«Ser es defenderse», Ramiro de Maeztu
Director de Rius TV en YouTube. Trabajó antes en La Vanguardia y en El Mundo. Director de e-notícies durante 23 años.

TV3 no tiene arreglo

22 de febrero de 2025

A la espera de la entrevista a la alcaldesa de Ripoll, que ayer le hicieron en TV3, vi diez minutos la cadena autonómica. Le acaban de levantar el veto. Como han hecho ya en Catalunya Ràdio y Rac1, tras la moción fustrada de Junts en Ripoll. 

Ahora ya sólo falta que se lo levanten también al líder de VOX en Cataluña, Ignacio Garriga, que de vetos sabe mucho. A pesar de los once escaños que obtuvo en el parlamento autonómico en los comicios del 2023 y que representa a 248.000 catalanes.

La presentadora, Ariadna Oltra, y los tertulianos estaban muy escandalizados. Un juez de la Audiencia Nacional ha condenado a Luis Rubiales por agresión sexual, pero no por coacciones. Les supo a poco. Había una unanimidad total. 

Hasta encontraron a una magistrada dispuesta a criticar la sentencia de su colega José Manuel Fernández-Prieto. A mí, personalmente, el juez del caso Rubiales, me encantó. No tenía pelos en la lengua. Y, durante las vistas, repartía a diestro y siniestro. Menudo papelón le tocó. También creo que ha salido relativamente bien librado. Nadie ha cuestionado su formación ni trayectoria.

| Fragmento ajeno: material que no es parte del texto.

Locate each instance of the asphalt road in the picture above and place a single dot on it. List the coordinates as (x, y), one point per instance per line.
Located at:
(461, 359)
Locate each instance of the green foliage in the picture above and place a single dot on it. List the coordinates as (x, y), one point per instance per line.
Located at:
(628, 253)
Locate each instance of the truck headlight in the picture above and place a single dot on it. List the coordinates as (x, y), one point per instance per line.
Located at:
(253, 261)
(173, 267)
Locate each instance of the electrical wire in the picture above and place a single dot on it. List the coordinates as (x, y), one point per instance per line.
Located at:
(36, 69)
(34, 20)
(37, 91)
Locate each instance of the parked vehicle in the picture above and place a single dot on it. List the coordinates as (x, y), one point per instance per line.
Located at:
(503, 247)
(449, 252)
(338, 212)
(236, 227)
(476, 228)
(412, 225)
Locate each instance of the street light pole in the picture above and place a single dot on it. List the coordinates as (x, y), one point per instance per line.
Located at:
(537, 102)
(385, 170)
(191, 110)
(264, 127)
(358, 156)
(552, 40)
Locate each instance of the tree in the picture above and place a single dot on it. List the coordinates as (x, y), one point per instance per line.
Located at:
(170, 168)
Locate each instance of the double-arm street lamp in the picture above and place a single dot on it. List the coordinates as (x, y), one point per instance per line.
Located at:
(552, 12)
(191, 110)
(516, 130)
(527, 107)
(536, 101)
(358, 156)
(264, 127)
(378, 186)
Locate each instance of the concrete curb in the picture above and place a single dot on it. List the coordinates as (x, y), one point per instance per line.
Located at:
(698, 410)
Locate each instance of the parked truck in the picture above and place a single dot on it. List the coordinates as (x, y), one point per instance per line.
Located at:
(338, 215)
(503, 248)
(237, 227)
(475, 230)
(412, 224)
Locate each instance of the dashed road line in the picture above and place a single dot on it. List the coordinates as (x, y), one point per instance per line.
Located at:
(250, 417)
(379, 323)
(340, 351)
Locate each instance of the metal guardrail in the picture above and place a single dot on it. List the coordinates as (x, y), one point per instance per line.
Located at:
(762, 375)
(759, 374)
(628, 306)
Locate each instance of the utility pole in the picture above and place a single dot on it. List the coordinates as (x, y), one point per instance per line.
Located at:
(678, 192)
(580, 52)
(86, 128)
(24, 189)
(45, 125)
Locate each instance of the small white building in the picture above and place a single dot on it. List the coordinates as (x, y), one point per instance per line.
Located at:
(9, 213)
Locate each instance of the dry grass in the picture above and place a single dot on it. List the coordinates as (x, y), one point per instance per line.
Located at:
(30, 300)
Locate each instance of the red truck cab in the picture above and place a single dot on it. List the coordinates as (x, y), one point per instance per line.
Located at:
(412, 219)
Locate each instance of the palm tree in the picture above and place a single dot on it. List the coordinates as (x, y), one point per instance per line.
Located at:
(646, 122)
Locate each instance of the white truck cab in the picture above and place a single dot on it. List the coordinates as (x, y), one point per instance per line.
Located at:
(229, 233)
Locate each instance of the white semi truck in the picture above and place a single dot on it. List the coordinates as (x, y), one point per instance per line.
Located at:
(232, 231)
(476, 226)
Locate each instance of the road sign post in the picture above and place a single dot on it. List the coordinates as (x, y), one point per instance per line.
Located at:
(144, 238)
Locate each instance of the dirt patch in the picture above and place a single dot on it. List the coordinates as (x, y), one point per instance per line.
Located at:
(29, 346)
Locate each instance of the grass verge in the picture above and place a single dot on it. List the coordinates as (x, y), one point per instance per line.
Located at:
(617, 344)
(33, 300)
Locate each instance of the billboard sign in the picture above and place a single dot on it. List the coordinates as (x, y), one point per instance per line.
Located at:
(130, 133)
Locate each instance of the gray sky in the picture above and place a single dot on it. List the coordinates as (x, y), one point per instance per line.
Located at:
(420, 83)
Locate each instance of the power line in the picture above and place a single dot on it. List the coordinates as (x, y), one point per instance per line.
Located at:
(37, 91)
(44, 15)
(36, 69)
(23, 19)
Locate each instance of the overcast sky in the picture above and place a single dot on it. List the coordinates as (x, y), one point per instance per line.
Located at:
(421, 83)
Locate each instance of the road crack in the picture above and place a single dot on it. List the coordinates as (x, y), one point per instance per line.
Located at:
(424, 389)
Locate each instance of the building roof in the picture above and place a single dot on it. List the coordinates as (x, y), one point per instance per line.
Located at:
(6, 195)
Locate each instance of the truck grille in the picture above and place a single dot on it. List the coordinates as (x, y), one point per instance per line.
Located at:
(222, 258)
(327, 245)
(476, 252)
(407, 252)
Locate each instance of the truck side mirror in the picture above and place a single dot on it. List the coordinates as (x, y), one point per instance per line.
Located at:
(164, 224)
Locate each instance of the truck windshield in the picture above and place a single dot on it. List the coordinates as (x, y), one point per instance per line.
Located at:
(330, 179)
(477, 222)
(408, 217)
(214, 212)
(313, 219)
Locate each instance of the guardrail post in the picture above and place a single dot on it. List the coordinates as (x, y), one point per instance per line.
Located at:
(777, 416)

Ni van diciendo que tiene dos DNIs.

Pero, como decía, la magistrada María del Prado Escoda, de Jueces para la Democracia, vio «cosas negativas». Hubiera preferido que el juez hubiese apreciado «abuso de autoridad» para conseguir una condena más elevada que, en su opinión, «se ha querido evitar». Todo porque la euforia del momento ha restado argumentos jurídicos.

Luego la presentadora le preguntó a la directora del diario Ara, Esther Vera. Vera fue jefa de prensa de Andreu Mas-Colell cuando fue consejero de Economía de Artur Mas. O sea que todo queda en casa. Coincidió con el resto de que hay un «antes y un después». Aunque, su juicio, no por la sentencia en si, sino por ¡las imágenes!.

Mientras que Joan Serra, que ha pasado también por el Ara y Nació Digital —ambos indepes—, vio igualmente un «gusto agridulce» en la sentencia. Lamentaba que percibiera coacciones a pesar de que «todo el mundo teníamos muchos indicios». Sabía más que el juez. Pese a que las sentencias se basan en hechos probados, no en «indicios».

A continuación volvió a hablar la magistrada de Jueces para la Democracia, coordinadora de la comisión de violencia de género de la asociación para más señas, para insistir en que las «coacciones» podían ser condenables en caso de recurso. 

Yo me remito al vídeo que luego circuló por las redes durante el viaje de regreso en avión. En el que una compañera de selección le preguntaba a Jenni Hermoso por el ‘pico’ en cuestión y, entre risas, contestó con un «pues vale».

Lo que no dijo la juez progresista es que si a Rubiales le han metido multa en vez de pena de cárcel es por la Ley solo si es sí de Irene Montero. Aunque, a la vista de los casos que proliferan en Podemos, ahora entiendo que la ministra hiciera una ley así.

Yo, desde luego, no defenderé a Rubiales, pero como decía me bastó ver diez minutos de la cadena para reafirmarme que no tiene arreglo. Todos pensaban lo mismo. No tengo inconveniente, pero no con fondos públicos. Y era sobre Luis Rubiales. Imaginen durante los momentos álgidos del proceso. No paraban de echar leña al fuego. Si TV3 no es de todos que la cierren, la privaticen o simplemente que la cambien.